Le premier rapport du Conseil national électoral (CNE) a montré un scénario serré pour la course à la présidentielle au Honduras, avec Nasry Asfura en tête avec 40,63% et Salvador Nasralla en deuxième position avec 38,80%, selon les premières données officielles.
Le candidat libéral a soutenu que les résultats changeraient lors de l'inscription des procès-verbaux en attente. « Nous allons probablement gagner avec environ 200 000 voix pour le Parti national, une fois que toutes les minutes au niveau présidentiel auront été comptées », a-t-il déclaré.
La conseillère du CNE, Ana Paola Hall, a précisé sur le réseau national qu'Asfura avait obtenu 547.429 voix, tandis que Nasralla en avait accumulé 522.835. En troisième position se trouve Rixi Moncada, de Libertad y Refundación, avec 255 972 voix, soit 19,58 %. Il a expliqué que les données officielles de l'agence étaient mises à jour en temps réel sur la plateforme institutionnelle.
Nasralla a déclaré que, selon sa lecture, la différence minimale entre lui et Asfura serait modifiée avec l'entrée des procès-verbaux en attente. « Ce 1% que Tito Asfura a devant lui va changer », a-t-il déclaré. Il a assuré que son mouvement conserve un avantage dans des domaines qui ne se reflètent pas encore dans les chiffres préliminaires.
« Nous avons cinq points d'avance sur le Parti National ; nous devons considérer que devant ce tribunal il n'y a pas de procès-verbaux de Comayagua, presque tous ceux de Cortés, qui sont des zones urbaines où nous avons gagné, n'ont pas encore été comptabilisés », a-t-il déclaré.
Le candidat libéral a ajouté que le recomptage progressait partiellement et que sa structure disposait d'un grand nombre de registres physiques. Il a souligné que celles-ci, selon lui, confirmaient une croissance qui n'était pas encore apparue dans le système. « Tant que nous n'obtiendrons pas 70 pour cent des voix, nous continuerons à mettre à jour », a-t-il déclaré.
Nasralla a noté que la tendance initiale montrait que le conflit présidentiel était centré entre lui et le candidat nationaliste. Il a déclaré que la première coupe avait laissé Moncada hors compétition. « Le combat est entre lui et Papi à la Orden », a-t-il déclaré. Il a ajouté que les sympathisants libéraux devraient rester calmes face à des données qui, selon leur interprétation, ne donnent pas une image complète.
Le candidat a critiqué l'arrêt temporaire de certains flux d'informations dans les secteurs sous l'administration du Parti National. Il a indiqué que ces interruptions sont généralement observées aux premières heures du scrutin. Il a déclaré qu'historiquement le Parti National atteint entre 1.200.000 et 1.300.000 voix, mais a soutenu que son mouvement avait une projection plus élevée en raison de la participation des bases libérales.
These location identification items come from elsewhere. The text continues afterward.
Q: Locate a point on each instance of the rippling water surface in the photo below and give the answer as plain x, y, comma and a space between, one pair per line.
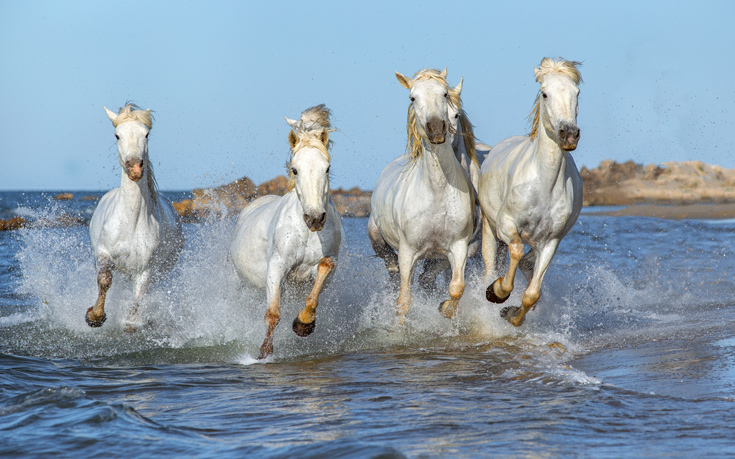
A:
630, 352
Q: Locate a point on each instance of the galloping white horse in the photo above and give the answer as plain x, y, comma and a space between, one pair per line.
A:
294, 237
423, 204
530, 189
463, 144
134, 230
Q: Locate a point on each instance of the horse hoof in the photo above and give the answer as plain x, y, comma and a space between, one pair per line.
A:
509, 313
265, 351
97, 322
448, 310
303, 329
492, 297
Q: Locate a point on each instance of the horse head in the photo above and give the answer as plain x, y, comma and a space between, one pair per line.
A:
428, 112
556, 105
309, 173
132, 127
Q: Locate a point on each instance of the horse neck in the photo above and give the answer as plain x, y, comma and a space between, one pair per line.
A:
440, 164
136, 195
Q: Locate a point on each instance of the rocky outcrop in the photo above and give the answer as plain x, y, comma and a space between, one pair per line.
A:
689, 182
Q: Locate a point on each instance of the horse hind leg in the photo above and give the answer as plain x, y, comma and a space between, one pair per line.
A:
305, 322
458, 261
95, 315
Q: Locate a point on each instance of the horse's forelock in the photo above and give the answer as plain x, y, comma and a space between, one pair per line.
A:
547, 67
131, 112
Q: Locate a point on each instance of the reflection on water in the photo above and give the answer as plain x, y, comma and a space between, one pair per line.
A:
630, 352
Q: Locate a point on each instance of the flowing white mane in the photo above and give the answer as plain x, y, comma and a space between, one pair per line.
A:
414, 145
131, 112
548, 66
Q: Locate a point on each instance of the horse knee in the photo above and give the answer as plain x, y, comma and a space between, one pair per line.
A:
456, 290
529, 299
104, 279
515, 249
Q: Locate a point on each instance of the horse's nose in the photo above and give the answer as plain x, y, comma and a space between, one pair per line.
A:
436, 128
569, 137
315, 223
134, 169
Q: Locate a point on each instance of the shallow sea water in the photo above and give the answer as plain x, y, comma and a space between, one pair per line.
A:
629, 353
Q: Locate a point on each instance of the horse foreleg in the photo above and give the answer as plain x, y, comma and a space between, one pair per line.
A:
383, 249
500, 290
305, 322
517, 315
132, 321
273, 314
95, 315
489, 249
406, 264
432, 268
458, 261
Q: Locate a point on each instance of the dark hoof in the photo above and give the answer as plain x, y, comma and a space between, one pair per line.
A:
509, 312
492, 297
95, 323
303, 329
447, 309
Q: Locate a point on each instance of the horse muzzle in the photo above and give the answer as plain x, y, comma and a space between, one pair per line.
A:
315, 223
436, 130
134, 169
568, 137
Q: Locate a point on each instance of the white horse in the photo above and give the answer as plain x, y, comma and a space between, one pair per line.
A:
134, 230
530, 189
423, 205
294, 237
463, 144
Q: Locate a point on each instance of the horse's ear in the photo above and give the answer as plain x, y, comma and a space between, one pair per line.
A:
458, 88
293, 123
110, 114
405, 81
293, 139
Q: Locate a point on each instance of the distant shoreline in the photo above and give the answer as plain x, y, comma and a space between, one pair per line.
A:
716, 211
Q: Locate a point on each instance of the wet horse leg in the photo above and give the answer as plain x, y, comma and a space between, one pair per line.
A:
383, 250
500, 290
305, 322
489, 249
95, 315
407, 263
458, 260
517, 315
273, 314
132, 321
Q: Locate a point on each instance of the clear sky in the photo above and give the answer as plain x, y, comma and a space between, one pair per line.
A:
220, 76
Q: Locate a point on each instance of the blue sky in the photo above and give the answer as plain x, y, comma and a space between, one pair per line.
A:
220, 76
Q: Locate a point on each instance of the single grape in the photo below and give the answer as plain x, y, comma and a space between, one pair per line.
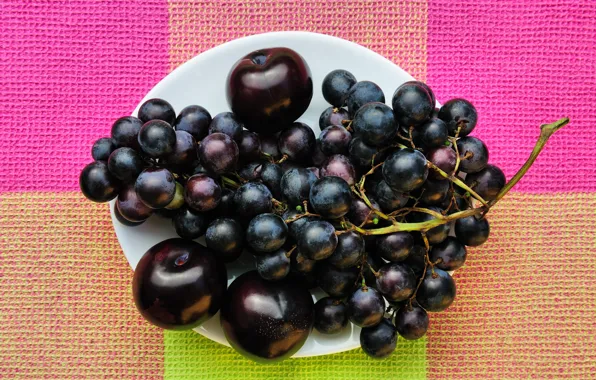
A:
97, 183
437, 291
225, 236
375, 123
227, 123
405, 170
317, 240
336, 282
395, 246
334, 140
125, 132
396, 282
459, 114
202, 193
184, 155
379, 341
125, 164
411, 322
431, 134
444, 158
249, 146
266, 233
157, 138
273, 266
102, 148
333, 116
252, 199
336, 85
473, 154
472, 231
130, 206
388, 199
295, 185
487, 183
331, 197
194, 120
413, 104
331, 315
189, 223
157, 109
366, 307
450, 254
349, 250
362, 93
218, 153
297, 142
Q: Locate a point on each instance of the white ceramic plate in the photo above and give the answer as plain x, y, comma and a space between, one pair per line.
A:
202, 81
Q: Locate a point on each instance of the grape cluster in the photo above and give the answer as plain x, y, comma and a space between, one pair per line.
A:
363, 211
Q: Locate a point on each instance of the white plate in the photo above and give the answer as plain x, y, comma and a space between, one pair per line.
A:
202, 81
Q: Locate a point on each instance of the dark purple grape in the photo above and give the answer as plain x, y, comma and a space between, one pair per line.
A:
362, 93
102, 149
130, 206
189, 223
194, 120
226, 238
395, 246
252, 199
437, 291
157, 138
125, 132
297, 142
336, 85
487, 183
445, 158
273, 266
472, 231
396, 282
333, 116
125, 164
334, 140
379, 341
388, 199
249, 146
374, 122
295, 185
202, 193
185, 154
405, 170
473, 154
317, 240
266, 233
366, 307
330, 197
156, 187
451, 252
431, 134
331, 315
228, 124
271, 176
459, 113
413, 104
218, 153
336, 282
349, 250
411, 322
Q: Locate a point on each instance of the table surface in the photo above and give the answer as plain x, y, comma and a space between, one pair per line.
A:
526, 305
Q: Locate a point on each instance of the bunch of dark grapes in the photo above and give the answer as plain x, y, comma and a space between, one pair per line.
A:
328, 210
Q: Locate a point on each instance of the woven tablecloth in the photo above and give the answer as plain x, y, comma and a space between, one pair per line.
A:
526, 303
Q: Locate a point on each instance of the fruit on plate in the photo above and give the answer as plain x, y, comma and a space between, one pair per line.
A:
363, 211
178, 284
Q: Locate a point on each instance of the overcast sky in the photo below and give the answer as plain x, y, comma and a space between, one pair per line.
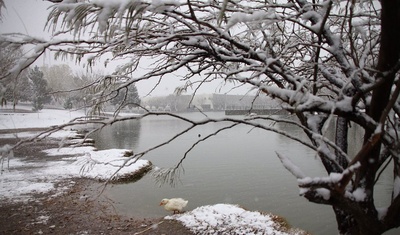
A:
29, 17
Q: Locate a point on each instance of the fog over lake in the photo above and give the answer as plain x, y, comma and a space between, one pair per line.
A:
237, 166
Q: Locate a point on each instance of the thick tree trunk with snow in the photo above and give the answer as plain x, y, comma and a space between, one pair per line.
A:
389, 58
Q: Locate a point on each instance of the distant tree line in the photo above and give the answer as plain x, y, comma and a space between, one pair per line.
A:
57, 85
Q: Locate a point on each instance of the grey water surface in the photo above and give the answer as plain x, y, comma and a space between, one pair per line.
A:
237, 166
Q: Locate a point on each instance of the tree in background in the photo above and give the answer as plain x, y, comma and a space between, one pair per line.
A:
40, 91
127, 96
324, 60
11, 90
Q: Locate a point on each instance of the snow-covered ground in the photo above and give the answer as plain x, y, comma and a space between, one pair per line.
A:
23, 178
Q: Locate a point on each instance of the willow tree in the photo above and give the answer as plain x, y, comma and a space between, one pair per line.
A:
324, 60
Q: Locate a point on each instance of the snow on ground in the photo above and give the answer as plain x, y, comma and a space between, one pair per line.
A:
229, 219
42, 119
19, 177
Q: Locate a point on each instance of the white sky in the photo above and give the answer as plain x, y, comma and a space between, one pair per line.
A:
29, 17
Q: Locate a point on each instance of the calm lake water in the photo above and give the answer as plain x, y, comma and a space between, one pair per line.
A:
237, 166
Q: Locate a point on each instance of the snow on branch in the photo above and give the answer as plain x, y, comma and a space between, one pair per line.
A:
291, 167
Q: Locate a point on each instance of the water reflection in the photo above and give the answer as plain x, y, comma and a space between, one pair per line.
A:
120, 135
237, 166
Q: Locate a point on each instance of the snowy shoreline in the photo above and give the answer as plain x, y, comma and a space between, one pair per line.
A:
21, 176
25, 178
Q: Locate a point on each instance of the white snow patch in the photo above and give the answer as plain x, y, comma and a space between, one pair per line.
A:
324, 193
359, 194
44, 118
23, 178
227, 219
396, 186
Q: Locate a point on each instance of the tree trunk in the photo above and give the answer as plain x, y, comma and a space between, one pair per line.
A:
388, 59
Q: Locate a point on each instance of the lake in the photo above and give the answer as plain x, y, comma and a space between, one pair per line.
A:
237, 166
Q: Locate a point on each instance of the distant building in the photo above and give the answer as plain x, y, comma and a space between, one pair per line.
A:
209, 102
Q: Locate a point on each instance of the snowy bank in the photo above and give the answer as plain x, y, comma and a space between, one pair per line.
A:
232, 219
21, 176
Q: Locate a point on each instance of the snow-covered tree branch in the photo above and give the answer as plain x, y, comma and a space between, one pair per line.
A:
324, 60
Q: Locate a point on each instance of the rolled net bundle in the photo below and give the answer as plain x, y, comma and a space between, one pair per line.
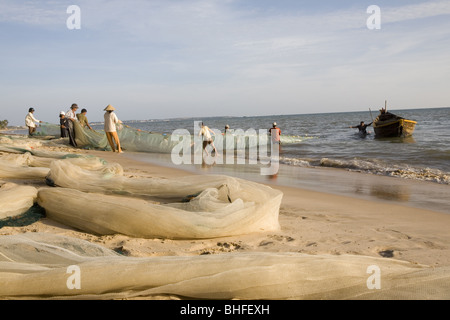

Il a rappelé que la première coupe avait marqué une différence d'environ 23.000 voix entre les deux partis, mais a assuré que les alliances qui le soutenaient disposaient d'une majorité de procès-verbaux vérifiés. Il a comparé ces chiffres avec la performance de Libertad y Refundación, interprétant ces chiffres comme un message clair de l'électorat.
Nasralla a souligné qu'un pourcentage considérable de tableaux manquaient encore dans les départements classés décisifs. « À Choluteca, il manque 66%, à El Paraíso 72%, à Francisco Morazán 68% et à Olancho près de 65%», a-t-il indiqué. Il a souligné que ces pourcentages pourraient modifier considérablement la photographie initiale diffusée par le CNE.
Le candidat a réitéré son appel au militantisme pour éviter les chocs. « Restez calme », a-t-il exprimé à la fin de son discours. Il a soutenu que la priorité était d'attendre l'entrée totale des procès-verbaux et il a exprimé son espoir que la structure libérale défendrait chaque vote pendant que le processus de dépouillement progressait.